Spending half the day staring into a 4-inch screen may also wreck one’s eyesight, new research suggests. And the devices may not be to blame so much as how we hold them.

David Allamby, an eye surgeon and the founder of Focus Clinics in London, recently coined the term “screen sightedness” and pointed out that according to his research, there has been a 35 percent increase in the number of people with advancing myopia since smartphones launched in 1997.

Nearsightedness, or myopia, is a condition caused by a combination of hereditary factors and environment, says Shlomit Schaal, an eye surgeon and assistant professor of ophthalmology at the University of Louisville. It affects more than 30 percent of the population of the U.S. The environmental factors that contribute include “close work,” or stress on the eye caused by reading or otherwise focusing on a near object.

Using a smartphone strains the eyes in much the same way reading a book or staring at a computer monitor does, with one exception — the distance between the eye and the object. When a phone or other device is held close to one’s face, it forces the eye to work harder than usual to focus on text, says Mark Rosenfield, an optometrist who published research on the topic in The Journal of the American Academy of Optometry. The discomfort can eventually result in fatigue.

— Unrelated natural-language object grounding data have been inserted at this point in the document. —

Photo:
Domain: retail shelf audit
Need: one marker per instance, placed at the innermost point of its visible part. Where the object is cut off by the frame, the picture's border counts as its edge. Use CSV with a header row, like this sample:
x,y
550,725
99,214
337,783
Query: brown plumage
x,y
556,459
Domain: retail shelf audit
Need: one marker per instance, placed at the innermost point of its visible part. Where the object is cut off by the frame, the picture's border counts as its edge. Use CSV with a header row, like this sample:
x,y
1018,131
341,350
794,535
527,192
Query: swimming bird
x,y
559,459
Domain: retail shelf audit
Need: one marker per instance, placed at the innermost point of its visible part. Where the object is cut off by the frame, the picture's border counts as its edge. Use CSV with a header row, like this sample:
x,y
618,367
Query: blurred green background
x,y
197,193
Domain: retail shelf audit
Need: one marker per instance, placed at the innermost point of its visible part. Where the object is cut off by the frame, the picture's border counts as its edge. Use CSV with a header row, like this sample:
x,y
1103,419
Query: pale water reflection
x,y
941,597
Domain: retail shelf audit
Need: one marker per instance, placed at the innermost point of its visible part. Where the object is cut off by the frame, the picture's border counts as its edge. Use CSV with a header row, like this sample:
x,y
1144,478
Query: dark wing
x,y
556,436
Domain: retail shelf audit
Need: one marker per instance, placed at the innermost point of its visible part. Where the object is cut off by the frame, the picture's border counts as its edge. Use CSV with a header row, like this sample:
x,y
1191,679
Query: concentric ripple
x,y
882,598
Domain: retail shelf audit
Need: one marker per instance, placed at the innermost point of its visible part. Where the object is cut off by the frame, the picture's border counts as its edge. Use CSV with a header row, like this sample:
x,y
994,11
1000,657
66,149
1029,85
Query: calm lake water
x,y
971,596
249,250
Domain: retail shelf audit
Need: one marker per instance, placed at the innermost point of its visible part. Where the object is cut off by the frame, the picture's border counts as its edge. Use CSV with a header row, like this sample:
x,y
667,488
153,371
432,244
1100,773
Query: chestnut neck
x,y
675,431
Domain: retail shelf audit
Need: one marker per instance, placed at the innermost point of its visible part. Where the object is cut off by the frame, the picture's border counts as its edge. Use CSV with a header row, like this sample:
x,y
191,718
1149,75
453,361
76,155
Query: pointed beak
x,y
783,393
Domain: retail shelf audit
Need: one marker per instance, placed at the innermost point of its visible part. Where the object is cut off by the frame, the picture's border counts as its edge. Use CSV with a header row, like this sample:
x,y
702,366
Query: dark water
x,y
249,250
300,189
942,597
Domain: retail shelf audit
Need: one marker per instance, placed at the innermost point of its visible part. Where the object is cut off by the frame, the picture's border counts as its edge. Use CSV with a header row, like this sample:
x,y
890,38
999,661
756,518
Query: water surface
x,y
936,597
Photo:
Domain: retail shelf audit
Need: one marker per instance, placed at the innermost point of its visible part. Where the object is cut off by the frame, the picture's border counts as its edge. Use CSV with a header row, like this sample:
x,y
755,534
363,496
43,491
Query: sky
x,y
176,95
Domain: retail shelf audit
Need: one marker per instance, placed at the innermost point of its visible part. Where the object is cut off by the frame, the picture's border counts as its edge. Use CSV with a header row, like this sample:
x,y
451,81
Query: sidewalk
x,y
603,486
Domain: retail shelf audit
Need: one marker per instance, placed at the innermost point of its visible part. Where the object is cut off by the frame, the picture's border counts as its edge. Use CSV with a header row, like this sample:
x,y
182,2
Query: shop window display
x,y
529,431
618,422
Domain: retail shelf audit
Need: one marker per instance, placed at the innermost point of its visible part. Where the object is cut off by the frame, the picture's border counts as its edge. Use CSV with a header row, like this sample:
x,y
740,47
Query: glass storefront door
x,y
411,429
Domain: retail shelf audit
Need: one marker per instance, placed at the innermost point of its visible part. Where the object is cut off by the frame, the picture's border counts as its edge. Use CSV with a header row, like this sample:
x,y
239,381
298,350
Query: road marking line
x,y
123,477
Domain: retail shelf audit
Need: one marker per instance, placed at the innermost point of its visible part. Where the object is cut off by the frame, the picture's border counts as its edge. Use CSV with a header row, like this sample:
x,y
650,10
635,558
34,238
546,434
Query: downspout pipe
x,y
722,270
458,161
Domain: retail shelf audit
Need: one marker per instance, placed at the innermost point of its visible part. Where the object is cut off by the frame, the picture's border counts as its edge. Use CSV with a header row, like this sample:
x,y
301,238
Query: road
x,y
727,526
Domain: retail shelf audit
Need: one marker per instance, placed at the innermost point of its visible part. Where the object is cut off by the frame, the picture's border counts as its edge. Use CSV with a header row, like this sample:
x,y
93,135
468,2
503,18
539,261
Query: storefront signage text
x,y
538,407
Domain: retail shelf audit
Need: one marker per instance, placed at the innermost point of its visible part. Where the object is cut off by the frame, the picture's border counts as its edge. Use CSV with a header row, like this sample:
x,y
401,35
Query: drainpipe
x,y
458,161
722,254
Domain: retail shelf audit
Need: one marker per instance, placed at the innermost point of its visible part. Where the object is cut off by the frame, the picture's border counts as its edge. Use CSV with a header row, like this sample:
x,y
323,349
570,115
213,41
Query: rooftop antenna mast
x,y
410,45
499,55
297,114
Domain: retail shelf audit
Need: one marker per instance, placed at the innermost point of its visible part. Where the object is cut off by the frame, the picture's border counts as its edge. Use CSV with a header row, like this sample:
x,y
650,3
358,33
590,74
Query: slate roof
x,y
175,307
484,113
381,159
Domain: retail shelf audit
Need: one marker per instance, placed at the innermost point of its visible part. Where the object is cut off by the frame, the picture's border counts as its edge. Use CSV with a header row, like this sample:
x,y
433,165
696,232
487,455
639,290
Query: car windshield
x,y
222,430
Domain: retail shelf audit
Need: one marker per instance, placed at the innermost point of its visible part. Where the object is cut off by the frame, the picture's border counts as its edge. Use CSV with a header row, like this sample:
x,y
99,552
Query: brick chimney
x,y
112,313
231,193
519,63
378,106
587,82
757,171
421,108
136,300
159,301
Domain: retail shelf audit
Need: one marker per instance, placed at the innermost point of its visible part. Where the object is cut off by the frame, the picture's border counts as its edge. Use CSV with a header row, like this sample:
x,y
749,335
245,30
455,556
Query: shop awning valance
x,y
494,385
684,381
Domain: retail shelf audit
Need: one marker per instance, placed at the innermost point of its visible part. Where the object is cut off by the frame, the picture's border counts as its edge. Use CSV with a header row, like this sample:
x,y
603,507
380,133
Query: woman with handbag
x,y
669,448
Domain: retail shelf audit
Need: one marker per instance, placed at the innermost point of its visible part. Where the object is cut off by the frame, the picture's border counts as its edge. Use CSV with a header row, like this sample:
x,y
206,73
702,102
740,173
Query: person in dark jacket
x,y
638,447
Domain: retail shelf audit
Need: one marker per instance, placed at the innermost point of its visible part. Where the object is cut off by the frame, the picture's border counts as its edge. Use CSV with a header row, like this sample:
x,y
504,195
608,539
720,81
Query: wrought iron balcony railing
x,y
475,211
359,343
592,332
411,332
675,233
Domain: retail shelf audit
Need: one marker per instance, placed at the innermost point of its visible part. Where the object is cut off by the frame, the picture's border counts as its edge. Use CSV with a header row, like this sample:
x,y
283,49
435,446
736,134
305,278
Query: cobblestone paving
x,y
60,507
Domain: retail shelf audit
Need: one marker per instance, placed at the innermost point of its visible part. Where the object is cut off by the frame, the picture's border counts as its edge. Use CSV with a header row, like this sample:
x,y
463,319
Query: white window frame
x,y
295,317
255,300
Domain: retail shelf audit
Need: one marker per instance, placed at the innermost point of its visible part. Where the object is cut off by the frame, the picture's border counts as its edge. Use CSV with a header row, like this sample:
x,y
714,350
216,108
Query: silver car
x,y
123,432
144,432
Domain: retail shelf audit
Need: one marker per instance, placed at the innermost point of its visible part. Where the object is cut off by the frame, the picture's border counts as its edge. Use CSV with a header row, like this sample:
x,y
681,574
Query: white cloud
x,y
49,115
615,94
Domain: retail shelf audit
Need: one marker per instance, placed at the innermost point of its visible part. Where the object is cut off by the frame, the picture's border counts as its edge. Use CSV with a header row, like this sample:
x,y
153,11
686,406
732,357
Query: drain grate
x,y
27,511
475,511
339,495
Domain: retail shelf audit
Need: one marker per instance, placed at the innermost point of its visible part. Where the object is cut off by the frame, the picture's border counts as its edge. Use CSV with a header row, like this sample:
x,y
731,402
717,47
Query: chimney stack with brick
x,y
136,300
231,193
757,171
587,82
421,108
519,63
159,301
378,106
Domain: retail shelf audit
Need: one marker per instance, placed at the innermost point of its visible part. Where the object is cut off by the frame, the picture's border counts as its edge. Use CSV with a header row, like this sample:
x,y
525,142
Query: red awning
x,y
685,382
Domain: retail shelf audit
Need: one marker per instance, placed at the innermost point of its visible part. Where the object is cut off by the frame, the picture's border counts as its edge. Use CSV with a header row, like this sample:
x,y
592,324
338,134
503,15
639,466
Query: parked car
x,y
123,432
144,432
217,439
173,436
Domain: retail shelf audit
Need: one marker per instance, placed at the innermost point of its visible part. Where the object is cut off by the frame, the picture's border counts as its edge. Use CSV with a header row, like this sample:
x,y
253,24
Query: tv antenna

People tend to hold smartphones considerably closer to their faces than they would a book or newspaper, even as close as 7 or 8 inches, Rosenfield says. And since smartphones have such a small screen, the incidents of peering closely at them tend to be higher than for other devices.

Since myopia is linked to heredity, there is no known way to prevent it or even to slow it down. Glasses and contact lenses don’t affect its progression, Schaal says. The greatest shifts in myopia happen before age 25.

Holding a smartphone farther away (but still using it the same amount) won’t necessarily prevent myopia entirely, Schaal said. But holding the phone at least 16 inches away from the face during use can be beneficial, Rosenfield says.

He also suggests taking breaks from using the phone. During those breaks, it is helpful to look into the distance, which relaxes the eye as it focuses on faraway detail instead of what is close.

When individuals are already affected by myopia, there are some ways tablets and other devices can even help, the doctors said.

Patients, especially those with age-related macular degeneration, have benefited from being able to view larger fonts and increased contrast on handheld devices such as an iPad or Kindle, Schaal said.

“In the past, these patients might have had to use a magnifying lens or very strong glasses to read the material, but now they can enlarge the print and read it with a more normal prescription,” Rosenfield said in a note.

Young children’s eyes may be spared early damage by limiting smartphone and tablet use, doctors say. Spending hours playing games or otherwise intently viewing a screen causes children’s eyes to exert effort for long periods. In the past, children focused on larger objects like blocks or toys, rather than such fine detail. They should be encouraged to engage in a variety of activities with different focusing targets of both near and faraway objects, Schaal says.